Depresyonun, gebelik döneminde de sık görülen bir durum olduğunu, gebelik döneminin kadının yaşamında doğal bir süreç olarak kabul edilse de; neşe, olgunluk ve mutluluğun yanında kaygılı bekleyiş ve stresli bir süreç de olabileceğine dikkati çeken Demirel, şöyle dedi:
"Gebelik bir kadın için yalnızca mutluluk dönemi değil aynı zamanda ruhsal durum değişiklikleri nedeniyle ortayla çıkan kaygı ve depresyonun yaşanabildiği bir zaman dilimidir. Depresyon, normal ve nörotik kişilerde hafif mizaç bozukluğu, huzursuzluk, bitkinlik, erken uyanma, kilo kaybı, iştahsızlık gibi belirtilerle ve kendini kınama, tepkisizlik, mutsuzluk, değersizlik hissi, intihar düşüncesi ya da girişimi gibi öznel belirtilerle karakterize olan, şiddetli bir hastalığa kadar uzanabilen geniş bir yelpazeyi içermektedir. Gelişmiş ülkelerde gebelikte görülen ruhsal problemlerle ilgili hastalıklar ciddi bir öneme sahiptir ve bu süreçte gebelerin psikolojik destek almaları sağlanmaktadır. Ancak gelişmekte olan ülkelerde bu önem oldukça sınırlı kaldığından, anne ve bebeğin sağlığı olumsuz yönde etkilenmektedir."
"Gebelerin 5'te 1'i bu depresyon kriterlerinin tümünü tamamlar. Yani her beş gebelikten birinde depresyon görülmektedir" diyen Demirel, " Ayrıca gebelerin yüzde 70'inde depresyon belirtileri görülmektedir. Çünkü depresyonun birçok belirtileri gebelik belirtileri ile karışmakta ve birçok gebeye bu tanı konulamamaktadır" diye konuştu.

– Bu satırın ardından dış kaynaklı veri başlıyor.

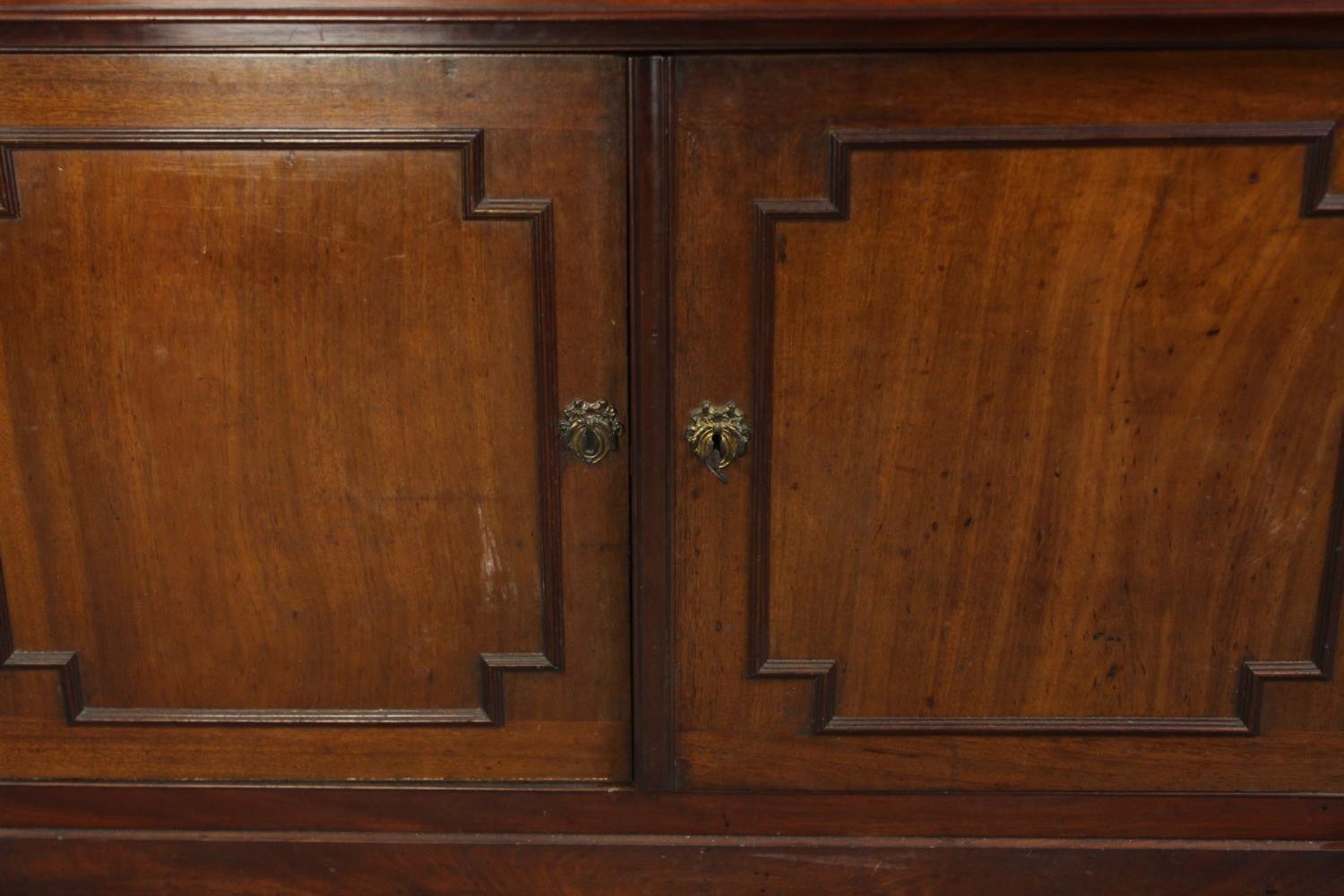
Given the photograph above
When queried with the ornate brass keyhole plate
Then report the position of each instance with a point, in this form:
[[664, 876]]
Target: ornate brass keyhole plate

Demirel, genç anne adaylarının anneliğin getireceği sorumluluk ve doğum korkusu gibi nedenlerle depresyona yakalanma açısından büyük risk altında olduğuna dikkati çekerek, şunları kaydetti:
"Çocuk sayısı fazla olan, daha önce depresyon hikayesi olan, evlilik ile ilgili sorunları bulunan ve anneliğe hazır olmayan gebelerde bu sıklık daha da artmaktadır. Özellikle ailelerin onayı alınarak, kendi fikirlerine danışılmadan evlendirilen genç kadınlarda bu depresyon riski çok yüksektir. Gebe kalmadan önce antidepresan tedavisi alanların, gebe kaldıktan sonra kullandıkları ilaçların bebeği olumsuz etkileyeceğini düşünüp hekime danışmadan tedavilerini kesmeleri ise depresyonun alevlenmesine ya da tekrarlamasına neden olabilmektedir. Gebelik depresyonu anne ve bebek sağlığını olumsuz yönde etkilemekte ve hatta intihar girişimleri dahil olmak üzere anne ve bebeğin yaşamını tehdit etmektedir. Depresyon, müdahale edilmediği takdirde; düşük, gebelik hipertansiyonu, erken ve düşük kilolu doğum, bebek gelişiminde gerilik, anne karnında bebek ölümü, doğumda zorlanmaya bağlı sezaryen gibi birçok probleme neden olabilmektedir. Ayrıca gebelik döneminde depresyon tedavisi altında olmayan annelerin çocuklarında psikiyatrik yardım gerektiren duygusal dengesizlik, bağlılık sorunları ve intihar eğilimleri artmaktadır."
Demirel, gebelik sırasında antidepresan ilaç tedavisinin, sakat doğum, bebekte ilaç zehirlenmesi ve çocuğun gelişiminin olumsuz yönde etkileneceği düşüncesi anne adayının ve doktorun endişelenmesine neden olduğunu kaydederek, "Günümüzde gebelikte oluşan depresyonun da güvenli bir şekilde tedavi edilebildiği yapılan birçok çalışmada kanıtlanmıştır. Belirli birkaç antidepresan dışında birçoğunun bebeğe minimal yan etkilerle gebelikte güvenle kullanılabileceği artık bilinen bir gerçektir. Tabiki her ilaçta olduğu gibi antidepresanlar da kesinlikle doktor kontrolünde kullanılmalıdır" diye konuştu.